Nel tempo, l’attenzione della magistratura si è concentrata su alcuni dirigenti di alto livello, sospettati di aver avuto un ruolo diretto nel sistema di frode. Il procedimento giudiziario si è trascinato per anni, tra accuse incrociate, rinvii e tentativi di chiarire le rispettive responsabilità.
Condannati quattro ex manager

Il tribunale di Braunschweig, in Bassa Sassonia, ha condannato quattro ex dirigenti di Volkswagen per frode in relazione al Dieselgate. Il tribunale si trova nei pressi di Wolfsburg, sede storica del gruppo automobilistico.

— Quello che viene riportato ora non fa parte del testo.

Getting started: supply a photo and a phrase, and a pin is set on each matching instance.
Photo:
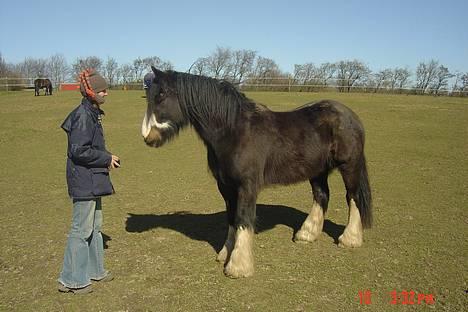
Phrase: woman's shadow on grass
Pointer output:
(212, 228)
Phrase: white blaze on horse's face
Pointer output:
(150, 122)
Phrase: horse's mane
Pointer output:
(211, 103)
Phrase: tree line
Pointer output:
(251, 71)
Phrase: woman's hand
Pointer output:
(115, 162)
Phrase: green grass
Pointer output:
(164, 258)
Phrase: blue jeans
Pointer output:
(84, 254)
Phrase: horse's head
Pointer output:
(163, 118)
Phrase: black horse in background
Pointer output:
(42, 83)
(250, 147)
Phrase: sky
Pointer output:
(381, 34)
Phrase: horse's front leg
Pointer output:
(241, 262)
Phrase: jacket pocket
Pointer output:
(101, 182)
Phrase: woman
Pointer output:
(88, 165)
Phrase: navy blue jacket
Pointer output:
(87, 157)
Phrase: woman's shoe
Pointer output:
(77, 291)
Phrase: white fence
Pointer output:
(273, 84)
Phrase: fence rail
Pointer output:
(271, 84)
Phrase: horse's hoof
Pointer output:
(222, 255)
(304, 237)
(347, 240)
(233, 272)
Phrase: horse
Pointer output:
(250, 147)
(42, 83)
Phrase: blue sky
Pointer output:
(382, 34)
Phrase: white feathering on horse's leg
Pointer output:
(241, 261)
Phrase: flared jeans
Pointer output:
(84, 254)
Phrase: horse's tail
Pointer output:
(364, 196)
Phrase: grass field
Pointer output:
(166, 222)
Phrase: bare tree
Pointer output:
(383, 79)
(219, 63)
(265, 68)
(126, 72)
(3, 67)
(401, 77)
(425, 75)
(305, 74)
(83, 63)
(242, 64)
(32, 68)
(110, 71)
(349, 73)
(157, 63)
(199, 67)
(325, 72)
(138, 68)
(58, 68)
(441, 78)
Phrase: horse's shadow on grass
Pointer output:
(212, 228)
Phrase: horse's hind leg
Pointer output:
(357, 194)
(240, 263)
(230, 198)
(313, 224)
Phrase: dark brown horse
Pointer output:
(41, 83)
(250, 147)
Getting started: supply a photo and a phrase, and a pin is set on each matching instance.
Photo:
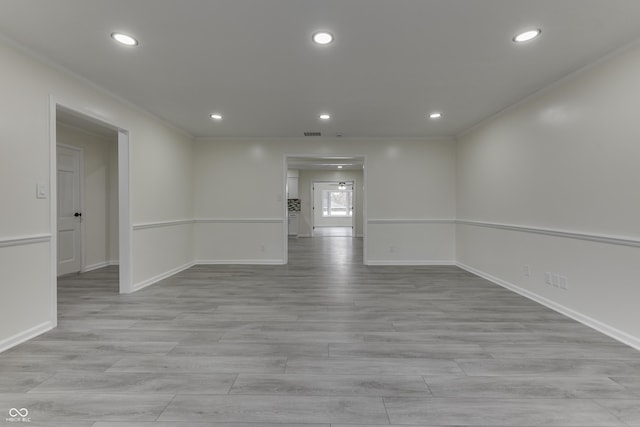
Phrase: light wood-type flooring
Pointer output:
(323, 341)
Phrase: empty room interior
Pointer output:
(321, 213)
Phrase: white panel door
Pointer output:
(69, 215)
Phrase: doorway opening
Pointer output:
(90, 220)
(333, 209)
(324, 198)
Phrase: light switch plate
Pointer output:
(41, 190)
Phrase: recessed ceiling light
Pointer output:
(124, 39)
(322, 37)
(527, 35)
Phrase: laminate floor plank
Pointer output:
(323, 341)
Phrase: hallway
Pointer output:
(323, 340)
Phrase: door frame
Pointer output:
(81, 202)
(313, 203)
(124, 196)
(285, 212)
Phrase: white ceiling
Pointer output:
(393, 61)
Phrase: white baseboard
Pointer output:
(98, 265)
(239, 262)
(608, 330)
(410, 262)
(25, 335)
(167, 274)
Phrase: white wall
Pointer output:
(161, 189)
(240, 200)
(564, 161)
(307, 177)
(100, 239)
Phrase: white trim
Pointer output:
(24, 240)
(98, 265)
(23, 336)
(608, 330)
(412, 221)
(125, 238)
(411, 262)
(83, 227)
(240, 262)
(53, 213)
(548, 88)
(443, 138)
(124, 196)
(158, 224)
(239, 220)
(162, 276)
(56, 66)
(599, 238)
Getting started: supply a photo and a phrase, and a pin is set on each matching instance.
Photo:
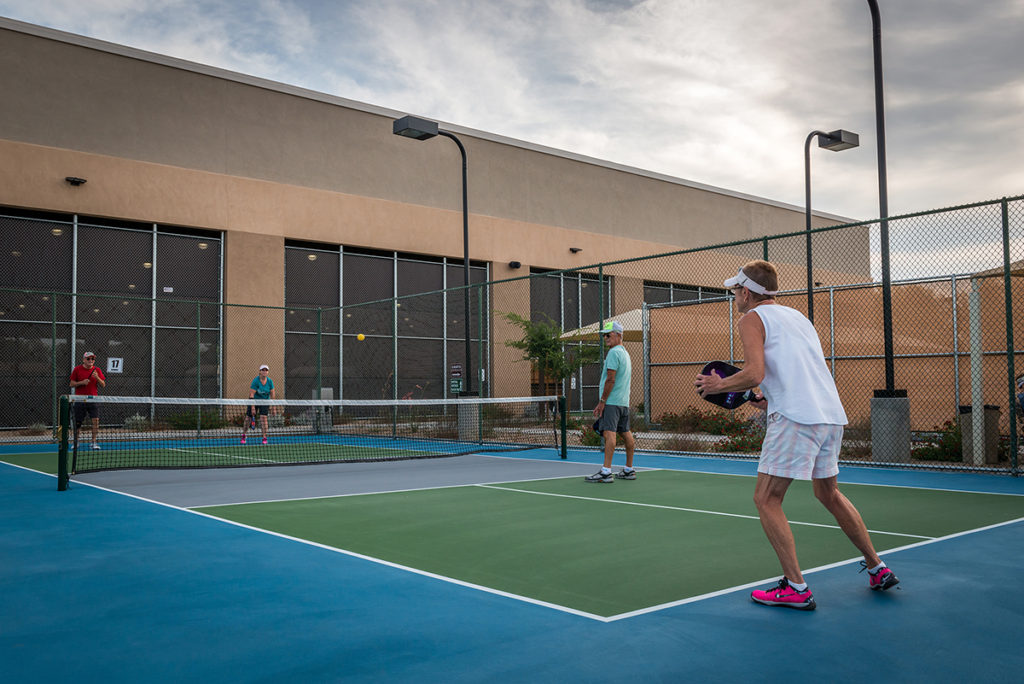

Due dei condannati sconteranno una pena inferiore ai due anni, sospesa con la condizionale. Gli altri due, invece, dovranno affrontare la detenzione. Le pene arrivano al termine di un processo durato quasi quattro anni, iniziato nel settembre 2021.
Durante le udienze, gli imputati si sono più volte accusati a vicenda, tirando in ballo anche l’ex amministratore delegato Martin Winterkorn. Quest’ultimo, inizialmente incluso nel processo, è stato escluso per motivi di salute. Il suo procedimento è stato separato ed è stato rinviato nel 2024 dopo un ricovero ospedaliero.
Possibile appello
La sentenza non è definitiva. I legali degli ex dirigenti potranno ricorrere in appello, aprendo la strada a nuovi sviluppi giudiziari. Il caso continua a rappresentare una ferita aperta per l’industria europea e un monito per il futuro della trasparenza aziendale.